OPEC tried to lower production and creates oil shortage globally, helping oil prices go up. The oil cartel recently decided to continue their production cuts till the first quarter of 2018. OPEC’s move could have backfired as the oil inventories have remained high in the US. Because of this, global oil supply fails to go down, raising suspicion that OPEC’s grip on the global oil market has loosened.
Three years ago, crude oil was selling for $100 a barrel which was continuing to make gulf oil countries richer by the day. Income taxes were non-existent and the gulf was the crown king of the oil market. However, things changed quickly as US shale oil production began to rise. Oil fell to as low as $26 per barrel, making it increasingly difficult for OPEC to help push the prices. Then came 2017, when OPEC and a few other oil producing nations decided to make production cuts and increase oil prices.
The cartel could only help push the prices up to $50. Oil prices refused to blow past $60 even after over 90 percent compliance from the oil producers. For the past two weeks, oil prices have continued to fall. US oil inventories are getting higher by the day, which makes global oil supply stubbornly high. In such a case, even good compliance cannot help OPEC push oil prices up.

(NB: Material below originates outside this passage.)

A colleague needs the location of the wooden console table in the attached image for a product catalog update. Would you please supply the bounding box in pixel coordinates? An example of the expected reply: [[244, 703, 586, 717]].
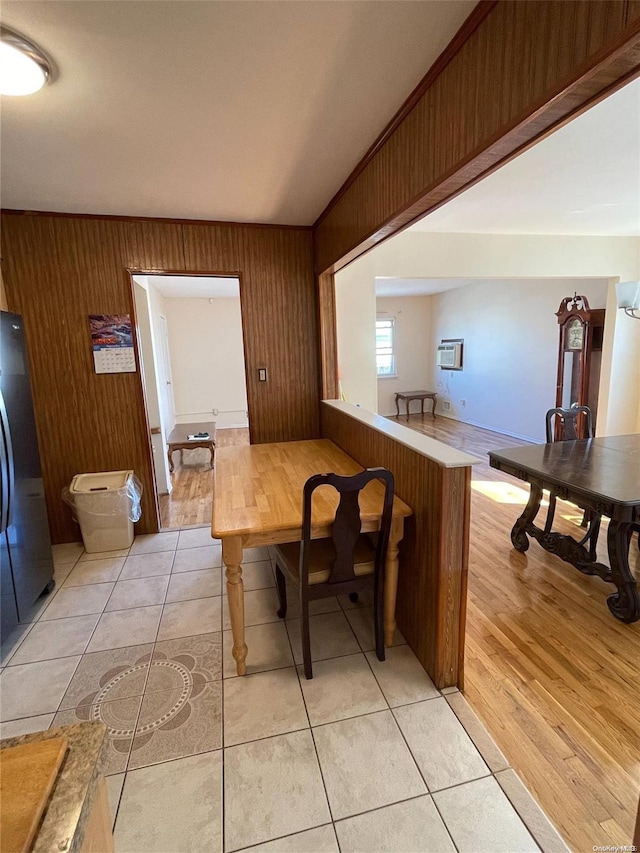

US shale oil production is increasing even after 123 companies have filed for bankruptcy after 2015. Nigeria and Libya has also recovered more quickly which may lead to excess oil supply in the market. The International Energy Agency noted that the oil supply in May rose by 585,000 barrels per day. Production increased in both OPEC and non-OPEC countries. Oil supplies in 35 industrialized economies are higher than their historical average. This means that even if OPEC continues to lower production, it will take some time to completely offset the oversupply of oil.
OPEC also needs to understand that it is not the dominant force in the oil market anymore. If we draw comparisons between OPEC oil and US shale oil, we find that sustainability is a major problem. While OPEC continues to use old, cost heavy technologies, shale oil producers are using innovative technologies for lowering prices and increasing their profits. They are managing their costs better than OPEC countries. Therefore, if prices continue to stay stagnant, OPEC will lose more than shale producers.